IBKR Quant Blog



Quant

Visualizing Time Series Data of Stock Prices with Python


By Khaing Win, Byte Academy

Chris Liverani on Unsplash

Photo by Chris Liverani on Unsplash

 

Time series data, simply put, is a set of data points collected at regular time intervals.  We encounter time series data every day in our lives – stock prices, real estate market prices, energy usage at our homes and so on. So why should we care about this data? Because understanding time series data, especially of stock prices, is an important skill for quants.

Visualizing time series data play a key role in identifying certain patterns in graphs and predicting future observations in the data for making informed decisions. Some properties associated with time series data are trends (upward, downward, stationary), seasonality (repeating trends influenced by seasonal factors), and cyclical (trends with no fixed repetition). Instead of focusing on forecasting analyses, we’ll guide you through the first step in time series analysis: Visualization.

How would you go about visualizing time series data? Should you use Microsoft Excel or other programming languages?

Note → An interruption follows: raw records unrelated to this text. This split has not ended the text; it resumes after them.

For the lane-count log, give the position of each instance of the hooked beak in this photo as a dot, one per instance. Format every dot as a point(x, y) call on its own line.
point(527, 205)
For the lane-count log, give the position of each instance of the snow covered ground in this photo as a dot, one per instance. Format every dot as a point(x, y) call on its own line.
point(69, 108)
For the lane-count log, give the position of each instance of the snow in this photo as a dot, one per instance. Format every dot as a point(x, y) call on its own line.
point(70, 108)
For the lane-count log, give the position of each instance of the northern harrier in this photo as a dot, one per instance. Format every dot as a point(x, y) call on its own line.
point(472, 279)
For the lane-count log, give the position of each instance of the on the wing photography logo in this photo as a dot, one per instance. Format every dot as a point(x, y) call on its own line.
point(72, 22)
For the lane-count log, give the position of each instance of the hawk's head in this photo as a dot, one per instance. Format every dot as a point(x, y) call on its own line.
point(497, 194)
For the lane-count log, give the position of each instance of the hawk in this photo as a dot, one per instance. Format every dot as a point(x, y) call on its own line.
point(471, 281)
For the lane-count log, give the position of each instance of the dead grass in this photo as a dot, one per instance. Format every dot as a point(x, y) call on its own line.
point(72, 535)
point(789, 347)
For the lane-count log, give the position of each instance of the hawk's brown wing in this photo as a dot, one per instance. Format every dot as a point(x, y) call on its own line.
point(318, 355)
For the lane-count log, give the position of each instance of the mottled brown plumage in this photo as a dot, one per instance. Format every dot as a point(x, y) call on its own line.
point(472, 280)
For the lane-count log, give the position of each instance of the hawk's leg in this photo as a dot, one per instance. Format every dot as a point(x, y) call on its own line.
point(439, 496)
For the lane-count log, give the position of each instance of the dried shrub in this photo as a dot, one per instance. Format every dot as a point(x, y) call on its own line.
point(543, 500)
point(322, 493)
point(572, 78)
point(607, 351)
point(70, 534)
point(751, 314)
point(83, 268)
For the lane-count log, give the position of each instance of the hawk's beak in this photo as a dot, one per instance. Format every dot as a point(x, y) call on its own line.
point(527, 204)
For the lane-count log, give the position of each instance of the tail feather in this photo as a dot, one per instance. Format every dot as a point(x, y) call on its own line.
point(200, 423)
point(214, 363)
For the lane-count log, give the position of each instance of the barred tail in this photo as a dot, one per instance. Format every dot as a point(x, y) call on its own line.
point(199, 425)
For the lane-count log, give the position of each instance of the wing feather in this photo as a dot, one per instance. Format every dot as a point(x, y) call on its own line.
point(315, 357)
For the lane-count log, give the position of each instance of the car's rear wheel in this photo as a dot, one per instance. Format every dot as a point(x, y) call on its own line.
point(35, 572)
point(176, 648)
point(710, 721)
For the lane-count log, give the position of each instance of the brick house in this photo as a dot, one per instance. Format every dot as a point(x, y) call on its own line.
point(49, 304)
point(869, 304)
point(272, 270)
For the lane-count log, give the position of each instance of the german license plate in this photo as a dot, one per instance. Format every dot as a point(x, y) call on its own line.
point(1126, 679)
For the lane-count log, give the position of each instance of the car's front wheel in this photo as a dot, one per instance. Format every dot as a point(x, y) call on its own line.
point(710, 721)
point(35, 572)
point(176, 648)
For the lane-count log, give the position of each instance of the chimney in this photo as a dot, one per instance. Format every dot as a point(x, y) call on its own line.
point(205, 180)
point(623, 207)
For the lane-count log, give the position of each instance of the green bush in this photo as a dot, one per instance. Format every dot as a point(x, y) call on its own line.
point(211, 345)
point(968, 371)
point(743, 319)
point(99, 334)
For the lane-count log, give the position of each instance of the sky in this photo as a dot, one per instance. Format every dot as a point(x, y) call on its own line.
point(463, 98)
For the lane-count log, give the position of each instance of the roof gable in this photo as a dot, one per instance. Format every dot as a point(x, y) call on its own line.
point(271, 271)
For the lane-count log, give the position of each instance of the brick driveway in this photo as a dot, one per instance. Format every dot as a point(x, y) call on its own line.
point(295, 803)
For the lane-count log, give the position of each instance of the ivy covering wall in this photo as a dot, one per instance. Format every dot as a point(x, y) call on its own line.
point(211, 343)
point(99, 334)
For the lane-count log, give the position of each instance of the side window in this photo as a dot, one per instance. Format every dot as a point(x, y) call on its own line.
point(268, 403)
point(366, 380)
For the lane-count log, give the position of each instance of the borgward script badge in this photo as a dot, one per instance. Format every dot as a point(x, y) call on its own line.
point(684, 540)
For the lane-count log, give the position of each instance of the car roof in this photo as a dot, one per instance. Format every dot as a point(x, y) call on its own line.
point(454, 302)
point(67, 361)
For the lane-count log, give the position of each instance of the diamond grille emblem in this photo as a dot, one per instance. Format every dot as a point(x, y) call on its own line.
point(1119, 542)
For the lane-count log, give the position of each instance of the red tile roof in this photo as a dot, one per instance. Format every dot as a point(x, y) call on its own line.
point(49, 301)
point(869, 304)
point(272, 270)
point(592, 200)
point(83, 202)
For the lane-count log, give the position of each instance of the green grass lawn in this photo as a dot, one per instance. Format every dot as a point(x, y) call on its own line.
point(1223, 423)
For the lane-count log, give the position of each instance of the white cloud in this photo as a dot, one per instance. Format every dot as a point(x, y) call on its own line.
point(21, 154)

Whether you are a newbie or are an experienced programmer, Python is a great language to know since it is very straightforward and easy to pick up. It also has become the language to learn due to its powerful libraries for data analysis, data wrangling, and modeling.  One of these libraries is Pandas. Pandas is built directly off of numpy, which is a numerical library that uses arrays, which efficiently store data. Certainly, Excel has been around for more than 30 years (the first Macintosh version was released on September 30, 1985; Windows version was released in late November of 1987) but manipulating data using Pandas is far more efficient and superior.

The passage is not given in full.